Cassie Sparks, a spokeswoman for the Kansas Department of Health and Environment, said the state decided not to draw down PREP funds this year because Johnson County and Wyandotte County were the only counties using them and the state wanted those counties to apply directly to the federal government.
“Removing KDHE as the coordinator would allow for direct interactions between the true grantee and the grantor,” she said, “thereby removing KDHE as the intermediary.”
Sparks said the counties have enough time to make that transition.
Stephenson and Marsh both said they would try to access PREP funds that way, but they weren’t sure if it was possible. The federal government generally has granted PREP funds only to state agencies.
Both also said they would petition their county commissioners to consider funding the programs with local dollars, but a property tax lid that the Kansas Legislature imposed makes that a long shot.
Pregnancy rates declining
Teen and adolescent pregnancy rates have declined in Johnson County — from 11.1 per 1,000 girls 19 and under in 2010 to 7.9 per 1,000 in 2014 — and Wyandotte County — from 44.8 per 1,000 girls 19 and under in 2010 to 29.4 per 1,000 in 2014 — since they began using PREP, but Stephenson and Marsh said it’s too early to tell how much of that decline can be attributed to the program itself rather than other factors.
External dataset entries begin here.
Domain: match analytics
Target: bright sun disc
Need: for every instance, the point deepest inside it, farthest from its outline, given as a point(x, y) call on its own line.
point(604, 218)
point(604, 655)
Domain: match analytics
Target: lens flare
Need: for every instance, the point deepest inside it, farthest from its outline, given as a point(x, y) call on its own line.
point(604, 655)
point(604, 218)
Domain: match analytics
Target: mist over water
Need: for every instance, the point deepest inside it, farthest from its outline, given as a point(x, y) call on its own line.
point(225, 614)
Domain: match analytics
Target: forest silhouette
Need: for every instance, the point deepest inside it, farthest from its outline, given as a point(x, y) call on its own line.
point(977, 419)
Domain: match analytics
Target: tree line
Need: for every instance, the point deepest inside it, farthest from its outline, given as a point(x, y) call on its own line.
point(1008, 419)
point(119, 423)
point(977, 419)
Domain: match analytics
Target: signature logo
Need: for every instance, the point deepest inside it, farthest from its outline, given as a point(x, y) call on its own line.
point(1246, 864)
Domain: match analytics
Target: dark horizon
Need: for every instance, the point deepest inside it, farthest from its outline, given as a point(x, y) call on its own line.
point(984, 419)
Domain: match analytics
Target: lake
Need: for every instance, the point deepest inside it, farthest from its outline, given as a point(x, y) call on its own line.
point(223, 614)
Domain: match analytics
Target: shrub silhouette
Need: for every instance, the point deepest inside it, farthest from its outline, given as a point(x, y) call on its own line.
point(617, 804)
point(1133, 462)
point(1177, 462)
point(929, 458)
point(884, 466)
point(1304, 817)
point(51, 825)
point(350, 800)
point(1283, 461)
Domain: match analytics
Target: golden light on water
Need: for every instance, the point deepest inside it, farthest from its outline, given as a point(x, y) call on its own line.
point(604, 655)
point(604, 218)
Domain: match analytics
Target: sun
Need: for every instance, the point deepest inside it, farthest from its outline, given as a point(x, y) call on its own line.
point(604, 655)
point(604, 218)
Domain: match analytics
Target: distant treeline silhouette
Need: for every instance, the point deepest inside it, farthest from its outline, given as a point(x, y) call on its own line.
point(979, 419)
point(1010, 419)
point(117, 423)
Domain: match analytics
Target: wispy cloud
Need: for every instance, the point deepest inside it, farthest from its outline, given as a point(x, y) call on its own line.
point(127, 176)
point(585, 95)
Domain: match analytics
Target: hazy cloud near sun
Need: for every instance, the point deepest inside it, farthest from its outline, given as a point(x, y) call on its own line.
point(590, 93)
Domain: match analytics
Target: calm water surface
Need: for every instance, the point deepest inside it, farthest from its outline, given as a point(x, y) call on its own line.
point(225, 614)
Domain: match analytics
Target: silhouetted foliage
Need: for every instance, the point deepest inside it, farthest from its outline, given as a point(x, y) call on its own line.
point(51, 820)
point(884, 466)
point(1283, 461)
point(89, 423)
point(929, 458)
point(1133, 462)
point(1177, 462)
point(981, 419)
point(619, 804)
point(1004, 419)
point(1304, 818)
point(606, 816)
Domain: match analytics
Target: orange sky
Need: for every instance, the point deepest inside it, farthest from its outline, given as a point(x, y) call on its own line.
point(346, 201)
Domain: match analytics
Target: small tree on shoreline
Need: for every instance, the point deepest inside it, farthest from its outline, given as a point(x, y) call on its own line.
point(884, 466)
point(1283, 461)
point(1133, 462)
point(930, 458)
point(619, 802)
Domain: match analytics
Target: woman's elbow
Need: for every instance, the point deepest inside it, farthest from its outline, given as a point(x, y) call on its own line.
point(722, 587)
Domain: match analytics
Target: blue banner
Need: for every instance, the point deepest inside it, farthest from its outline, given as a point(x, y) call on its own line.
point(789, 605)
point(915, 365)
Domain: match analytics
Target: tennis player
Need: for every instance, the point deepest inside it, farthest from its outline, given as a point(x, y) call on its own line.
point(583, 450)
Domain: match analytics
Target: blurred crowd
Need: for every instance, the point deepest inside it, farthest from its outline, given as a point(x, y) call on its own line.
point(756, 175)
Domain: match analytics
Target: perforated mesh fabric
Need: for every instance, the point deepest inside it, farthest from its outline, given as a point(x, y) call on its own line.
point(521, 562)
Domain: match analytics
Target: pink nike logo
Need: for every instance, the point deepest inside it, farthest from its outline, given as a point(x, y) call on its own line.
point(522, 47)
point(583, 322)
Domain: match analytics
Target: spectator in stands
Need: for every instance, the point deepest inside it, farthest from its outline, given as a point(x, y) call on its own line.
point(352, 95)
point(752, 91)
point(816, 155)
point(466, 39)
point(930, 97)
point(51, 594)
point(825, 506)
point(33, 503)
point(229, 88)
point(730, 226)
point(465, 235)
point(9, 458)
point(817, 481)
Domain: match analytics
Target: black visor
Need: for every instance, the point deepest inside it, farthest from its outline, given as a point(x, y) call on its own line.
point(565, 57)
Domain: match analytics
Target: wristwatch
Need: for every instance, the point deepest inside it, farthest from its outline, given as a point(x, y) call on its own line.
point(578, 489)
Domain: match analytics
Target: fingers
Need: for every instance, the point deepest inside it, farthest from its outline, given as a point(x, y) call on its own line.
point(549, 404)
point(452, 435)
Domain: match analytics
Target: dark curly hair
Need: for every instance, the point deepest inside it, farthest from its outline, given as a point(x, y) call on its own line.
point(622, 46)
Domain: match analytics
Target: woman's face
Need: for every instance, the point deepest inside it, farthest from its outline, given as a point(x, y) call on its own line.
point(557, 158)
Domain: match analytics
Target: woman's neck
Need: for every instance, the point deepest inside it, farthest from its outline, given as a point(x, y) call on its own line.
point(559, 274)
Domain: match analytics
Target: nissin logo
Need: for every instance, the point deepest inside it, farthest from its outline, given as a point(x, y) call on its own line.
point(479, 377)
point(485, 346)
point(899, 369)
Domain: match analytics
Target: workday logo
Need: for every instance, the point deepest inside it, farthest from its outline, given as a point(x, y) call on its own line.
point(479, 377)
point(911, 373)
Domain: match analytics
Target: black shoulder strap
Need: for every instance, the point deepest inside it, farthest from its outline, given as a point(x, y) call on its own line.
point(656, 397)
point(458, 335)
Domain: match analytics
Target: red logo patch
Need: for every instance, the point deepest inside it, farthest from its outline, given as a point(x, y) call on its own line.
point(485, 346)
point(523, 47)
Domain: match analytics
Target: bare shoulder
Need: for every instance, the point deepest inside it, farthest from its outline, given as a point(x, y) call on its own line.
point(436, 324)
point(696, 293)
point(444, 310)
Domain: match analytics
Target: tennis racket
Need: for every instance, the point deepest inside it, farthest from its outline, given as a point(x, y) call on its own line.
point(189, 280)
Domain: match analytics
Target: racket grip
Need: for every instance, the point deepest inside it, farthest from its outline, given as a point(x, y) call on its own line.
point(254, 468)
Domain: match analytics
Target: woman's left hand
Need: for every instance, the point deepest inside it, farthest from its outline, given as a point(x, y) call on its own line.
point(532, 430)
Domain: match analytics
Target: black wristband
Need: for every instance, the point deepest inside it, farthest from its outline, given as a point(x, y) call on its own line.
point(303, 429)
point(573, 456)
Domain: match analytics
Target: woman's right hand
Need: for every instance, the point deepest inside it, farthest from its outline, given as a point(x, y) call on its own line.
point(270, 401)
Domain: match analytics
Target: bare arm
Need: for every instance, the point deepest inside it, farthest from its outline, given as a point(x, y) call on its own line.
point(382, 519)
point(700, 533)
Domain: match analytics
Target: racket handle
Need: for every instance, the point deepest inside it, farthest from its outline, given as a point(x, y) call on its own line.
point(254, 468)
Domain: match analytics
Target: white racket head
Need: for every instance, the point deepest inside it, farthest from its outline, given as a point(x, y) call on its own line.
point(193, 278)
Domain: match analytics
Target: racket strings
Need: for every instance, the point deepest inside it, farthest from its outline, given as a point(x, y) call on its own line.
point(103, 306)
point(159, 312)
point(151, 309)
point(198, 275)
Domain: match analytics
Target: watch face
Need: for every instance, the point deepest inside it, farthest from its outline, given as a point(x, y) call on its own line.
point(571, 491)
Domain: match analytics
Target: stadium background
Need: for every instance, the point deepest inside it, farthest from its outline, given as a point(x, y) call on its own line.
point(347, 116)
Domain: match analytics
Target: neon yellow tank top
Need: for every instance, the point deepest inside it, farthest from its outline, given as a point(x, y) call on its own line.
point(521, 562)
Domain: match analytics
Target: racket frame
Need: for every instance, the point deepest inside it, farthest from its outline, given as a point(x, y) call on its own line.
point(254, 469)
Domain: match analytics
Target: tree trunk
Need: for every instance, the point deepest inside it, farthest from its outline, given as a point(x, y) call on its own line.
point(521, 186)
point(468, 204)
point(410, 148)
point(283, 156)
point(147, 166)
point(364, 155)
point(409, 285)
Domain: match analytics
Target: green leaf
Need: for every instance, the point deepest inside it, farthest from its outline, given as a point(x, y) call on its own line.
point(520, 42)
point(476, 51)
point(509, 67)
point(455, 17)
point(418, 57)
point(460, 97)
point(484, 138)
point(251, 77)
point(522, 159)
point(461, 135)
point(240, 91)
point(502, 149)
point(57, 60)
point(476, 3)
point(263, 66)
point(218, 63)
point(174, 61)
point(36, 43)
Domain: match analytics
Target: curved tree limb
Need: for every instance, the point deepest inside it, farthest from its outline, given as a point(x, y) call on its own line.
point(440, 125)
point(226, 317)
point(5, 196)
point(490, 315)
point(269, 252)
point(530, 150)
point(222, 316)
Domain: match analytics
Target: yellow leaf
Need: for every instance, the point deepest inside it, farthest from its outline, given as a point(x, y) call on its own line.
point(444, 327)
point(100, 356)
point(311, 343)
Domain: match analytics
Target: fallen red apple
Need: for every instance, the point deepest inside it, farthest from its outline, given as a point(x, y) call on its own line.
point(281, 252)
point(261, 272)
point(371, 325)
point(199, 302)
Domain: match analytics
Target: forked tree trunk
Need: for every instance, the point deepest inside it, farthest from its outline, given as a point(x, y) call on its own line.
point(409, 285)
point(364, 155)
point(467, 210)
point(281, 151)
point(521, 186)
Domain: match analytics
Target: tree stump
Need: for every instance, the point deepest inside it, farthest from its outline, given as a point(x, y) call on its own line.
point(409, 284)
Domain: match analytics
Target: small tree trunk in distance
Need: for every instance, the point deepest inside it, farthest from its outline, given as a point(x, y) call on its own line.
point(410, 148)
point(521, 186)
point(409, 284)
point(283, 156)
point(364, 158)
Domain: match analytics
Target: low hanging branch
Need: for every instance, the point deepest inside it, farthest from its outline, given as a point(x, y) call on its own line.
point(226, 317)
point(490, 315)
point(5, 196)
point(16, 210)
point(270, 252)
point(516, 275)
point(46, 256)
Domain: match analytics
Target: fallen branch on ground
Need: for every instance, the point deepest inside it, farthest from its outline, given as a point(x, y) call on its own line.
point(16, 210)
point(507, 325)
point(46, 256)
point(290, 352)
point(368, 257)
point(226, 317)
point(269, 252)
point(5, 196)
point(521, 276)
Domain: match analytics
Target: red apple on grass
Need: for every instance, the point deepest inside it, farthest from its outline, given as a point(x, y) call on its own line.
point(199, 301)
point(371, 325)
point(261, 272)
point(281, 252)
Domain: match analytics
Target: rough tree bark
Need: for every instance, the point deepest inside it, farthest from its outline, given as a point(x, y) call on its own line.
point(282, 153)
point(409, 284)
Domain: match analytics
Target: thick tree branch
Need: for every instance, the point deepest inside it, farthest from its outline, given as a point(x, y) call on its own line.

The rates have been declining in Kansas as a whole and nationwide over that same period.
Stephenson and Marsh said they did not believe the state’s decision to turn down future funds was based on any analysis of the effectiveness of PREP.
“I assume it must have been controversial politically,” Stephenson said, “because those abstinence-only grants were controversial (as well).”
Marsh said some schools in her county have asked the health department not to deploy PREP at their locations. Others, like the Shawnee Mission School District, have opted to use the program under the administration of district employees rather than health department employees.
Marsh said a Shawnee Mission school was participating in PREP in 2014 when it used a poster describing ways people express sexual feelings that quickly became a lightning rod for criticism.
The poster was taken down after parents complained about how explicitly it named sexual acts. Socially conservative legislators continued to take issue with the poster years later, introducing a bill in February inspired by it that would have allowed for prosecution of teachers who present material “harmful to minors.”
Vanessa Sanburn, co-founder of a nonprofit sexual education organization in Lawrence called Let’s Talk, said some legislators yearn to return to the days of abstinence-only sex education, and that likely influenced the state’s decision to turn down PREP funds.
She said that’s problematic.
“Kids are sexually active,” said Sanburn, who’s also a member of the Lawrence school board. “We know that, and not acknowledging that and not providing the tools they need to prevent pregnancy and STDs … that’s not going to prevent them from being sexually active.”